Gray Plant Mooty's current Minneapolis office in the downtown IDS Center, which employs 118 lawyers, will remain open along with the firm's offices in St. Cloud, Fargo, N.D., and Washington, D.C. Sullivan will serve as the partner-in-charge of the new firm's Minneapolis office, as well as a member of the executive committee responsible for integration efforts.
Gray Plant Mooty, with origins dating to 1866, employs 155 attorneys in its combined offices. It is known for its franchise and distribution law practice that helps franchisers in all stages of business development as well as its health law, higher education, mergers and acquisitions and nonprofit practices.
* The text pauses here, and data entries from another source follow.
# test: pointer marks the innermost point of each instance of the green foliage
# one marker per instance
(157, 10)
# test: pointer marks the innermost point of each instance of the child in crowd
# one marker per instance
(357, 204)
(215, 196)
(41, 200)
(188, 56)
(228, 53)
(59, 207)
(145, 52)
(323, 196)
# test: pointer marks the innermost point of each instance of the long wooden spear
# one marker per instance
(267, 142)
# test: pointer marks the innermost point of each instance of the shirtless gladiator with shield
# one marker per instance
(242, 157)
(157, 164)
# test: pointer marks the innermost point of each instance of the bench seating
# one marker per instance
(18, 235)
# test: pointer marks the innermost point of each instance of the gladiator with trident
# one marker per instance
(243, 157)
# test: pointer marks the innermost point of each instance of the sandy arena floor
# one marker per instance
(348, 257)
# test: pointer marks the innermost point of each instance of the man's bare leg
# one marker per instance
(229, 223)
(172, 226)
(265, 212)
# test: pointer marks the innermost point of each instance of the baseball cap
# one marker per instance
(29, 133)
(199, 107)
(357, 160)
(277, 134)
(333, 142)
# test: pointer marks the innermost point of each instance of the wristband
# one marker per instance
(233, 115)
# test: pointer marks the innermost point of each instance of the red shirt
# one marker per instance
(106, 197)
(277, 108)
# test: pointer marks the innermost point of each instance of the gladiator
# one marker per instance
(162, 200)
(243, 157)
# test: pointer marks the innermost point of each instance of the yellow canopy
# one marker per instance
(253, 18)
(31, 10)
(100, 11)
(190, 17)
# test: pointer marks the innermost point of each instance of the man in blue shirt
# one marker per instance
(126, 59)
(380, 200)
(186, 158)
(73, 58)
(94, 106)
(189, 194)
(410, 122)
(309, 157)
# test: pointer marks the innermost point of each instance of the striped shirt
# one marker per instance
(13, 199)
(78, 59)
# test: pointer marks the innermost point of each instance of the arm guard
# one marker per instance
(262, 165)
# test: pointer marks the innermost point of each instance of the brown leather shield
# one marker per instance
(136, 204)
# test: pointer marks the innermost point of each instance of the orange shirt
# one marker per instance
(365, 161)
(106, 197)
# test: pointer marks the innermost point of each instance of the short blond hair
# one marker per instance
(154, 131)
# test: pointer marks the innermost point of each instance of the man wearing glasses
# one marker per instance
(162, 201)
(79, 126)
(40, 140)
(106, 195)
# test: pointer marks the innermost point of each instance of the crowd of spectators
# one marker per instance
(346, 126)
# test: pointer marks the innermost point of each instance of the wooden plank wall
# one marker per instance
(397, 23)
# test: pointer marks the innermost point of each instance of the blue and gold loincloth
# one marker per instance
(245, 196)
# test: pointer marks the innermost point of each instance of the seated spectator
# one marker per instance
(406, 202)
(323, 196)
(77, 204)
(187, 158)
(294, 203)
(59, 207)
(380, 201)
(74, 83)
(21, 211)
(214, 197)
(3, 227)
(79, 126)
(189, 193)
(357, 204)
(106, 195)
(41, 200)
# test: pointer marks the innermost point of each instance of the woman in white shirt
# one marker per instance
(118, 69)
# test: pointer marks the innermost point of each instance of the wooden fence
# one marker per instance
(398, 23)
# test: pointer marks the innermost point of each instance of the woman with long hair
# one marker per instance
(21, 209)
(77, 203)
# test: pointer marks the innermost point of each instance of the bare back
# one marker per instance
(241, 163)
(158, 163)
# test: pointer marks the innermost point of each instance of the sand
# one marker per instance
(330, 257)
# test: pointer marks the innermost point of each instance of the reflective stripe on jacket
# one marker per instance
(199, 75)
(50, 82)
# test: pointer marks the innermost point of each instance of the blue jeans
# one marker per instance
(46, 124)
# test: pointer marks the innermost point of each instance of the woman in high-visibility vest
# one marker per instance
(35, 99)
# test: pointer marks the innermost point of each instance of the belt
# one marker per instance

Founded in 1873, Lathrop Gage, which has 240 attorneys across the country, provides guidance in litigation, business and intellectual property law among other practice areas.
"Clients are at the heart of everything we do," said Lathrop Gage Managing Partner Cameron Garrison, in a statement. "Our work helps them seize opportunities, solve problems and dominate their marketplace. This combination offers Lathrop Gage clients experienced attorneys in new legal practices and access to deeper benches in several areas."
Law firms in the Twin Cities as well as across the country have continued to consolidate to better compete against larger firms and expand their services. Last year, there were 106 law-firm combinations in the United States, the highest annual total recorded in more than a decade, according to Altman Weil MergerLine, which tracks law-firm mergers.
Minneapolis-based Briggs and Morgan in August said it had agreed to merge with Taft Stettinius & Hollister, a Midwest law firm with offices in Indianapolis, Chicago and Cincinnati. The deal will create a firm with about 600 attorneys and takes effect Jan. 1.